Among the first newspapers for the war effort in British India was Al-Hakikat, published in Hindustani, Persian and Arabic. This was chiefly to counteract the powerful German propaganda in west and central Asia, which also targeted India. Later the Al-Hakikat was written in Turkish, too.

Soon after, the Satya Vani began to be published in Bengali, Hindi, Gujarati and Tamil. In still another improvisation, the Jang-i-Akbar was introduced, and this was written in Hindi, Urdu and also in the Gurmukhi script to address readers in the United Provinces and Punjab. It was the Wheeler’s bookstalls and other local distributors that ensured widespread distribution of these papers. Numbers in the space of one year reached 40,000, and soon provincial governments demanded more. It was for his services, and much of it is really not known, that Moreau was also awarded a CBE by the British government.

A global businessman

Towards the end of the war, in 1917, A H Wheeler split into two distinct branches: with Arthur H Wheeler and Co. operating in London and A H Wheeler and Co. in India. Moreau, however had numerous other interests. He travelled widely, and served as director of companies with interests in rubber, in Java and in the Malay states, and also oil (in the Trinidad Oilfields, where a road in the village of Marac is named after Moreau).

His interest in rubber technology even led Moreau to write a book himself during the time he served as director in a rubber company in Java owned by the Netherlands. It was a book published by Arthur H Wheeler (in London), comparing different ways of rubber tapping.

Despite all his travelling, Moreau lived very much in the style of the “nabobs” of old at Fairlie Place, owning, it is believed, several limousines.

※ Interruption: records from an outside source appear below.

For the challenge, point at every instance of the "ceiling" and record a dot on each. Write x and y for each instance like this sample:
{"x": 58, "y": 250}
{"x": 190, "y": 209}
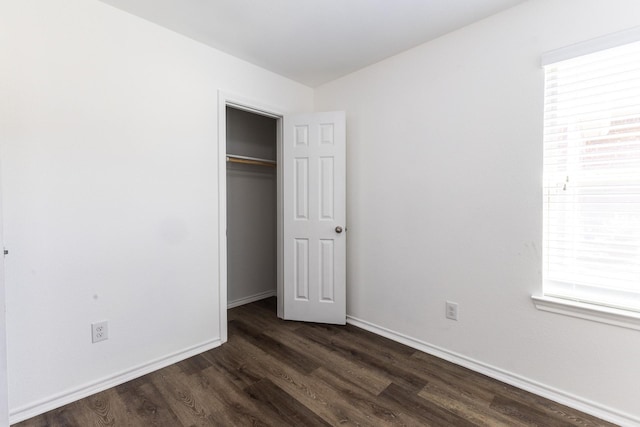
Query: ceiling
{"x": 313, "y": 41}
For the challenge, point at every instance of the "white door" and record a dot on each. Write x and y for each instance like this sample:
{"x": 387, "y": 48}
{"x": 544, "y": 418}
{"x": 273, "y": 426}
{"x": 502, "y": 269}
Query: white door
{"x": 314, "y": 223}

He lived here till his death 1937. It remained a private residence till well after World War II, after which it became a school offering secretarial and other vocational training for women.

Little is known of his family life, but he remained devoted to this institute, Framlingham College (a residential school), till his death in 1937. Not only did he serve on the governing board for many years, but he was also its most generous individual benefactor—instrumental in setting up sports facilities for its students and instituting scholarships that carry his name and are provided to this day.